We’ve started universal health insurance, so every Maldivian can work freely without having to fear the cost of falling sick.

And we’re developing a national ferry network, so people, goods and services can move around the country cheaply and quickly.

But we need help to ensure our economic reforms are successful. We ask for assistance to help the government fulfil its modest election pledges. And we need you to support our vibrant democracy, to safeguard hard-won freedoms.

Climate change

Climate change is real, it is happening and it is getting worse. I know many people are bitterly disappointed with the Copenhagen Accord. The Accord, in its current format, falls well short of a planet saving deal. But it does provide a foundation on which we can build.

Time is of the essence. Sadly, we are falling behind. Climate deniers seem to have gained the upper hand, and vested interests are using leaked emails, and minor errors in the IPCCC reports, to undermine the case for action.

The talk now is of waiting another two years, for Cancun and then South Africa, and perhaps then we’ll have a deal. But we cannot wait for ever.

The scale of our challenge is immense. To solve the climate crisis, the world needs to go carbon neutral by mid-century. This is why the Maldives is pushing ahead with its carbon neutral goal.

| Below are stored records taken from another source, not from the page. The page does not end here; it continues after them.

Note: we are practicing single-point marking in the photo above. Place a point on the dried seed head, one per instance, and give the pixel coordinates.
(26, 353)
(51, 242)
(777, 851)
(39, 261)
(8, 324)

We want to break the link between carbon and development. We want to show that carbon neutral development is not just possible; it is profitable.


In the Maldives, we know how costly fossil fuels can be. Fossil fuels damage the environment and the economy. On some islands, people pay over 80 US cents per kilowatt-hour for electricity. This is obscenely expensive. High prices dampen demand for energy, which in turn hinders economic growth.

The Maldives cannot develop, unless we have a plentiful supply of cheap energy. And the Maldives cannot survive, unless we persuade the world to abandon carbon.

For both these reasons, renewable energy and carbon neutral development makes sense. There is so much at stake for the Maldives. The threats to our democracy, our economy and our environment are real and deadly.

We are walking on a razor’s edge. But I remain optimistic. With your help, we can consolidate democracy. With your support, we can maintain economic stability. With your assistance, we can help ensure the long-term survival of this country and this planet.